Song’s Eerily Prophetic Lyrics Have Arjona’s Fans Buzzing
Few paid much attention last year to track eight on the latest album by popular Guatemalan singer and social critic Ricardo Arjona. But after last week’s horror in the United States, there has been a rush to scrutinize a song many see as eerily prophetic.
Armchair analysts on Spanish-language radio talk shows and on the Internet looked for connections this week between Arjona’s gloomy composition “Mesias” and the attacks on New York and Washington. In the song, Arjona tells of a menacing messiah who lives in Manhattan, has a partner in Afghanistan and is considered a terrorist by the Pentagon.

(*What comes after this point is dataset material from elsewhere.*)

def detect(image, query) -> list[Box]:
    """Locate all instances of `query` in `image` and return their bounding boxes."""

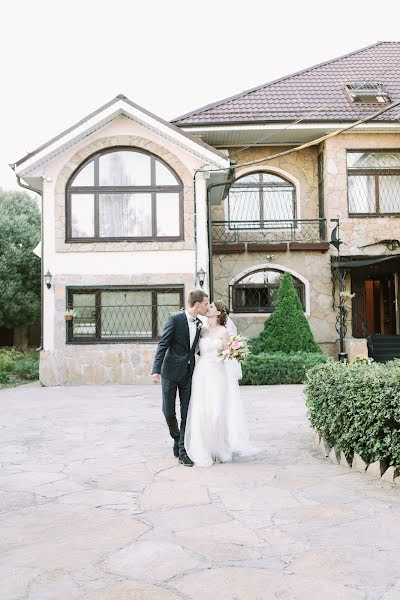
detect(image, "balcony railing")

The song’s closing images gave some listeners chills: “Faith on the blade of a knife/A suicide in the Big Apple/A cloud of doubt which shades the sun.”
Prediction, or just a strange coincidence?
Either way, the mystery has kept skittish fans buzzing from Los Angeles to Buenos Aires, especially after television personality Don Francisco discussed the song Saturday on his popular program, “Sabado Gigante.”
In Southern California, radio shows took calls from listeners anxious to join the speculation. Music retailers sold out of the album “Galeria Caribe,” which Sony Discos had on back order.
“All of a sudden, everybody was looking for that song,” said Carlos Herrera, regional manager of the Ritmo Latino music store chain. “They wanted to know exactly what it says.”
The song is a modern-day parable that falls far short of a parallel to the actual events. Arjona’s messiah appears in the form of a wealthy, well-armed magnate with a Harvard degree, a penthouse in Paris and some sinister plan for the world. Some critics argue it’s a metaphorical attack on capitalism and imperialism, classic Arjona targets. But a jittery public read more into it.
Arjona is a prophet who wanted to warn the world, some said. No, said others, he’s the antichrist, or at least an accomplice to the attacks who should expect a visit from the FBI.
Arjona has been unavailable for comment, but his record company distributed a statement he had given to a Spanish-language publication: “I didn’t have a vision about this incident. This is merely a song based on a surrealist trip that I happened to imagine.”
Meanwhile, fans flooded his Web site. “How did you know everything that was going to happen?” one wrote. Another urged fellow fans to cool it: “Stop writing such stupid things. Whoever did this [terrorist attack] was somebody who heard the song and simply liked the idea.”
It’s not so strange for people to spin tales of dread in times of crisis, says professor David Hayes-Bautista, director of UCLA’s Center for the Study of Latino Health and Culture. “Clearly, when societies are under stress, there seems to be an upsurge in people trying to find meaning,” says Hayes-Bautista, comparing the Arjona episode to rumors in the ‘60s about the death of Paul McCartney. “Now, there are enough Latinos that we get our own urban folklore.”
Emilio Pastrana, assistant program director of popular L.A station Super Estrella (KSSE-FM 97.5), says discussion about the song is healthy. As long as people don’t take things too far.
“There is a bit of superstition in all of this,” Pastrana said. “Or maybe it’s just fear that makes us hear things which aren’t there.”